やり方が分からないのなら私が教えて差し上げますわ!

いいですか? コソコソ。


「いや、それは・・・どうなのだ?」


「いいですから。はい! 頑張って下さいまし!」


側から見たら異様な光景ですが構いませんわね?

どうせ見てるのは隣の国の人質(?)だけですわ!

恥ずかしがる事ないですので。


「・・・・・リディ」


「な、なんです?」


ポンッ・・・・撫で撫で撫で撫で。


「お前は。
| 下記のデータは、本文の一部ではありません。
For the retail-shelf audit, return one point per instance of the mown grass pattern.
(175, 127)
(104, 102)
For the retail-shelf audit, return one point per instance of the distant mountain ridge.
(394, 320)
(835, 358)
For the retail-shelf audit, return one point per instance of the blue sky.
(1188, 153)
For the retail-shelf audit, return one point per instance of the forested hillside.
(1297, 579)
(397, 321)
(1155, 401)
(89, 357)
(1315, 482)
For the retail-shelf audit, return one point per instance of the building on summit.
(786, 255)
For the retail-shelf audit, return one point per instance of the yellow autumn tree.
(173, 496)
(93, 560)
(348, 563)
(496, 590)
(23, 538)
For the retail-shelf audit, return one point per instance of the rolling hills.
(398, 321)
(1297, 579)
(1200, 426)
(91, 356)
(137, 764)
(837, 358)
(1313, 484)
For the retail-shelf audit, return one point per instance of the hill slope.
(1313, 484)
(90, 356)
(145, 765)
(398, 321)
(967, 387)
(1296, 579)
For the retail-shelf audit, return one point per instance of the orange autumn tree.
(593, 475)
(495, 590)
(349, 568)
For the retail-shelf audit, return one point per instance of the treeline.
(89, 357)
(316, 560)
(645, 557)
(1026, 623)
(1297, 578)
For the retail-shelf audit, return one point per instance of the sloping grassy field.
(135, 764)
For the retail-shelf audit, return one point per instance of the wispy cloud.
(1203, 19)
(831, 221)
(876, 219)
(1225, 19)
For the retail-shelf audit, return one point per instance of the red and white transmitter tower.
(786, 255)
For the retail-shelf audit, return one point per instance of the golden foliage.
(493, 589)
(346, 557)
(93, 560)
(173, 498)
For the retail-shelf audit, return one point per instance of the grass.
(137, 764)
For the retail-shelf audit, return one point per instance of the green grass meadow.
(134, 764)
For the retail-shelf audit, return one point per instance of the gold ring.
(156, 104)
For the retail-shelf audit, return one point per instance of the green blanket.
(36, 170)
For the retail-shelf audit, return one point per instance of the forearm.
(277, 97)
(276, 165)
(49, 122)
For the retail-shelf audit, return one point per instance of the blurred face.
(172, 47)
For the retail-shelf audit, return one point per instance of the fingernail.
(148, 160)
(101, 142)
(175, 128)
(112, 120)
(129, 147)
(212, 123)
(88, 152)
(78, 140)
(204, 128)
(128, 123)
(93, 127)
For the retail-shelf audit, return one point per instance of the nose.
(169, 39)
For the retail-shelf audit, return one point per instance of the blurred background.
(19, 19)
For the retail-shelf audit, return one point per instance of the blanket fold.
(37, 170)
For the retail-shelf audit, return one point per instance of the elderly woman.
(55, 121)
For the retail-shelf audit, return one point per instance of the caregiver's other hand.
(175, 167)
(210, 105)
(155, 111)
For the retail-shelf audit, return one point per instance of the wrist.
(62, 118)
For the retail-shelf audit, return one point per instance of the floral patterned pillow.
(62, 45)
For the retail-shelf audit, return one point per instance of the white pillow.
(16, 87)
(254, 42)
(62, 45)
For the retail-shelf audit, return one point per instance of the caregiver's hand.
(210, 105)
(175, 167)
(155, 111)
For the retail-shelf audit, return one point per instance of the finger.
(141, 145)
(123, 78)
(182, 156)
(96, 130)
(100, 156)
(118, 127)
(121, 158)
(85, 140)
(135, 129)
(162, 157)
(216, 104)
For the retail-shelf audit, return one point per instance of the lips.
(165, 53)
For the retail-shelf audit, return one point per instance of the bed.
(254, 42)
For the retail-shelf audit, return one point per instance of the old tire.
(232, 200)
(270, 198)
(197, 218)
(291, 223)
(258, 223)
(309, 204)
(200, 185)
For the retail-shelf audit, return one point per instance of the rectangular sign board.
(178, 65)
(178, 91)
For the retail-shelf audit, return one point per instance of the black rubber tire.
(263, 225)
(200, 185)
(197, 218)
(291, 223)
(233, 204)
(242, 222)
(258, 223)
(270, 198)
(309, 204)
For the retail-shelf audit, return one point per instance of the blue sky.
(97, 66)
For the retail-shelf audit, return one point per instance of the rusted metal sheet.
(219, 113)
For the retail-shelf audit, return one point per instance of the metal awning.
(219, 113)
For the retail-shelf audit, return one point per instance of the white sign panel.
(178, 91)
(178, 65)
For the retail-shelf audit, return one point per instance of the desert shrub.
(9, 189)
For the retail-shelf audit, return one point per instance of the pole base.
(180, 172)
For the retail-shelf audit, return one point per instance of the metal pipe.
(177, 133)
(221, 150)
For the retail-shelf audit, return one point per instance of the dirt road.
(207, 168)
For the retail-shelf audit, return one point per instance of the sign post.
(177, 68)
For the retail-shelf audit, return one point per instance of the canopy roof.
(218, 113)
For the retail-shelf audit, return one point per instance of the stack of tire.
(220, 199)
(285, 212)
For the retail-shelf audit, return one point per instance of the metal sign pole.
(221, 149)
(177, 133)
私の自慢の息子だ、私はお前の事を誇らしいと思っているぞ? ずっと、そう思っていた」


「ーーーーーーーーッ!!」


う〜ん。まぁ、初めてにしては頑張ったのではないでしょうか? 次はもっと自然に言えるといいですわね?


「お、思っても、ない事を・・・」


「?いや、本心だ。私にこんな事を言われても嬉しくなど無いと思って口に出したりはしなかったが。お前はナシェスと違い、しっかりしていたからな。放っておいても安心だと思っていたのだが・・・リディ?」


「も、もういいです! お、お茶は別の者に淹れさせますので・・・」


「いや、ここまで来たのだから私が淹れよう。きっと待ちくたびれているだろう」


「・・・・・・そうですか。・・・お願いします」


リディ様呆然とされてますわね。

メリル様もそうでしたけれど、リディ様もかなり拗らせていたのですわね? 耳真っ赤ですわ。


「俺達の出番、無くなったぞ?」


「そもそも、アレは喧嘩とは呼べないな? やはりいきなり親子喧嘩は無理があったかもしれないな」


どうやら誰かの出番を奪ってしまったらしいですが知った事では無いですわね? あと家族がいるのも面倒ですわね?

ちょっと考えさせられますわ。はぁ疲れた。